课题组朱华跃博士最新研究成果“Magnetically recyclable Fe3O4/Bi2S3 microspheres for effective removal of Congo red dye by simultaneous adsorption and photocatalytic regeneration”在SEPARATION AND PURIFICATION TECHNOLOGY期刊上发表。《SEPARATION AND PURIFICATION TECHNOLOGY》2017年影响因子3.359，中科院分区为二区SCI。

   上述工作得到了国家自然科学基金(51208331)和浙江省自然科学基金（LY14B070011 & LY15E080002）、国家留学基金委员会和浙江省植物进化生态学与保护实验室的资助。

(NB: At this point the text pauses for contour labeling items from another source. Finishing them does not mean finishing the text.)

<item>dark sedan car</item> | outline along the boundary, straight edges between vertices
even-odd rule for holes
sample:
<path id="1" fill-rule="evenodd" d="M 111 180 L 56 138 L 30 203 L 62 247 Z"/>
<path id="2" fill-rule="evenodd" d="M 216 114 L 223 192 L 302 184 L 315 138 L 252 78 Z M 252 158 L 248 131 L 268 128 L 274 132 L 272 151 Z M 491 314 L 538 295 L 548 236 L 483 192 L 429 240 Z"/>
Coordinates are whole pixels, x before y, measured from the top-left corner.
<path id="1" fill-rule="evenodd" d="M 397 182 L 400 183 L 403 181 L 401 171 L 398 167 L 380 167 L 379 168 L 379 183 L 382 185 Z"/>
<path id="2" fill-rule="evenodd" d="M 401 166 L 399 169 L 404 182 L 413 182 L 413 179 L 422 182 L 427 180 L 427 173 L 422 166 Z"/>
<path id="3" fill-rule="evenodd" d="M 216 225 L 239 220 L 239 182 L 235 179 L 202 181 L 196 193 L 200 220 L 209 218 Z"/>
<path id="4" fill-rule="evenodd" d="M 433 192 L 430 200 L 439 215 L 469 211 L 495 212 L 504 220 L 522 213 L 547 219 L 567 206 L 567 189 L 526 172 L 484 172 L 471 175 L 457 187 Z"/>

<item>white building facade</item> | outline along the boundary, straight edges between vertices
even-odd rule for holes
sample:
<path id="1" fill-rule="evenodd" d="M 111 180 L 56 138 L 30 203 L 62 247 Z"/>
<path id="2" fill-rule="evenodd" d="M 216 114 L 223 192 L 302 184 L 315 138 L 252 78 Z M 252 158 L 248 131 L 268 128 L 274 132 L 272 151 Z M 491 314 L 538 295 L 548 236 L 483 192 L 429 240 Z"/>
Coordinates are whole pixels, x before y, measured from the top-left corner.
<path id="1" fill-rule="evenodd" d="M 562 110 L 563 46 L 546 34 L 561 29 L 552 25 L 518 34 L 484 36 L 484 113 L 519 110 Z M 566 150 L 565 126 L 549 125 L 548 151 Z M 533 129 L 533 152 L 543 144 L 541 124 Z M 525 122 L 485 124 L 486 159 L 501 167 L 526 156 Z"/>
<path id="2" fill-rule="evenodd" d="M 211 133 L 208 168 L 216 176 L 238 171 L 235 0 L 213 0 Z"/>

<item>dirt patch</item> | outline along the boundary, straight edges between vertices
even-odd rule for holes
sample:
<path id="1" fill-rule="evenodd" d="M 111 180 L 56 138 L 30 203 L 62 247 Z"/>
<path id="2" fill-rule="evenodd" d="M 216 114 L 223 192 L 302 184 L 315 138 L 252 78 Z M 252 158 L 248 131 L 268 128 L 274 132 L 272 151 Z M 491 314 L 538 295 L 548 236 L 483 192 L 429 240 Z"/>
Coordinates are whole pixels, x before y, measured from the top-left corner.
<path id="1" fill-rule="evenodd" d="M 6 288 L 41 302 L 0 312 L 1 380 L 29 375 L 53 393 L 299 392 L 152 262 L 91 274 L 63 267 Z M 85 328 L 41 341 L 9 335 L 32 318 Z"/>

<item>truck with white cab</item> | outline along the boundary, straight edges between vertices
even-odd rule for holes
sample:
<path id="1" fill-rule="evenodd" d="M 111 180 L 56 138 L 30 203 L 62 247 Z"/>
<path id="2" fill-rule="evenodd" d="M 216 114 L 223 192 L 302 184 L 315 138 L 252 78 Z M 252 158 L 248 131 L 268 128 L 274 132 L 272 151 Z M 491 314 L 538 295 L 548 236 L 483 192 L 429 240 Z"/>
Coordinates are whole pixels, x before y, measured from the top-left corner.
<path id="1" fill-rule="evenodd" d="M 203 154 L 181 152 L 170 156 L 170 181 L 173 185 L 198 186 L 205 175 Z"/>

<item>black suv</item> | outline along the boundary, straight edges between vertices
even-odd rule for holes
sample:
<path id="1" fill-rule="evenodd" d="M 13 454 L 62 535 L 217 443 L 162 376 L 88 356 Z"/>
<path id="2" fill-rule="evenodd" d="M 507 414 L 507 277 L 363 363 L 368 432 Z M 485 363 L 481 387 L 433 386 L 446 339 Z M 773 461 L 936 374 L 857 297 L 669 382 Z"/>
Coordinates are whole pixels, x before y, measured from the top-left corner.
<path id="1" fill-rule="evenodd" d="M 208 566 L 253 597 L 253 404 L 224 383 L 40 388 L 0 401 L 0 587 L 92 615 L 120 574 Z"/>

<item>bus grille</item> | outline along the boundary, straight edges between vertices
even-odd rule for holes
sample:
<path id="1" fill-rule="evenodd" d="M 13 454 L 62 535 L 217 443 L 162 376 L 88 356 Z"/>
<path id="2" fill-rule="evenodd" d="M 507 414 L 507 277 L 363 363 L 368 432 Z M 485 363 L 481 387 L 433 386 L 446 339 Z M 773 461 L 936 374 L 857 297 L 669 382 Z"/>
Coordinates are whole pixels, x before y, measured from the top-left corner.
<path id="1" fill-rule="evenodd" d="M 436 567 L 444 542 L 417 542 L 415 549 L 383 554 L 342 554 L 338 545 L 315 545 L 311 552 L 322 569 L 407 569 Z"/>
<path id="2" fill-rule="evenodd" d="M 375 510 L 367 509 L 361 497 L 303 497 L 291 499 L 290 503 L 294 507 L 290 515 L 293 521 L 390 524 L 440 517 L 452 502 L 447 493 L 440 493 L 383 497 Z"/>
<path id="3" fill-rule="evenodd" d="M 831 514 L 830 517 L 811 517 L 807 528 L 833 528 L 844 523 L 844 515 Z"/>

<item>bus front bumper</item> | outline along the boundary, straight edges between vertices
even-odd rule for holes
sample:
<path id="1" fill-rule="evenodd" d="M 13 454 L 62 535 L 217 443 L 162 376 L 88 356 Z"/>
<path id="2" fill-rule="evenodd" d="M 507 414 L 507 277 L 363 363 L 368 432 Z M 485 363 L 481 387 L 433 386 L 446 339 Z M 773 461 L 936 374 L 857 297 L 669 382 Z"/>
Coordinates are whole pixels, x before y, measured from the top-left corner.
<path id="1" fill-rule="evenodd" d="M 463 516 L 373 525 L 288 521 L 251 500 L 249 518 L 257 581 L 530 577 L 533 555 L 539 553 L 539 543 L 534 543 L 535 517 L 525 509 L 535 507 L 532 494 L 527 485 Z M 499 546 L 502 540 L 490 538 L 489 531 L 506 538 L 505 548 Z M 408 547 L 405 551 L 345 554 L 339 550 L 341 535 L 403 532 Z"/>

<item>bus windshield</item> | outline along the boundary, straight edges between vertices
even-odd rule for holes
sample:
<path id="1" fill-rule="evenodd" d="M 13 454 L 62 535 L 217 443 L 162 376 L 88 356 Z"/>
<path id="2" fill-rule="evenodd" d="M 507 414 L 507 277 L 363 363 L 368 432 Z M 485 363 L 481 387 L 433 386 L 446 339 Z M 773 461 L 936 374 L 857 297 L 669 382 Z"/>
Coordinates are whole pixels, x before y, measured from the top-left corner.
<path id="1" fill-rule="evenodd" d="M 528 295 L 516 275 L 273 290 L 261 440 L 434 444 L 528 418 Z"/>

Abstract: Novel magnetic bayberry-like Fe3O4/Bi2S3 microspheres (Fe3O4/Bi2S3 MSs) combining highly effective adsorption and photocatalytic regeneration were prepared by a facile hydrothermal method. The resultant Fe3O4/Bi2S3 MSs were characterized by XRD, SEM, EDS, VSM, BET and DRS. Fe3O4/Bi2S3 MSs possessed a relative large surface area of 36.0 m2 g_1 and narrow pore size distribution around 4.72 nm. The equilibrium and kinetics of adsorption process followed the Langmuir isotherm model and pseudo-secondorder kinetic model, respectively. Maximum adsorption capacity of CR as 92.24 mg g_1 was achieved on Fe3O4/Bi2S3 MSs, while only 66.28 mg g_1 was found on Bi2S3 MSs. High saturation magnetization, low coercivity and remnant magnetization values of Fe3O4/Bi2S3 MSs indicated that easy separation and fast re-dispersion in aqueous solution can be realized. What’s more important, Fe3O4/Bi2S3 MSs with a stronger absorption in the visible light region can be regenerated by photocatalysis under simulated solar light irradiation. Fe3O4/Bi2S3 MSs also showed excellent stability and reusability for continuous removal of Congo red dye by synergistic adsorption and photocatalytic regeneration. As a result, Fe3O4/Bi2S3 MSs provided effective and conveniently recyclable materials for environmental remediation by means of providing the facile preparation, easy magnetic separation, high adsorption, and simple regeneration.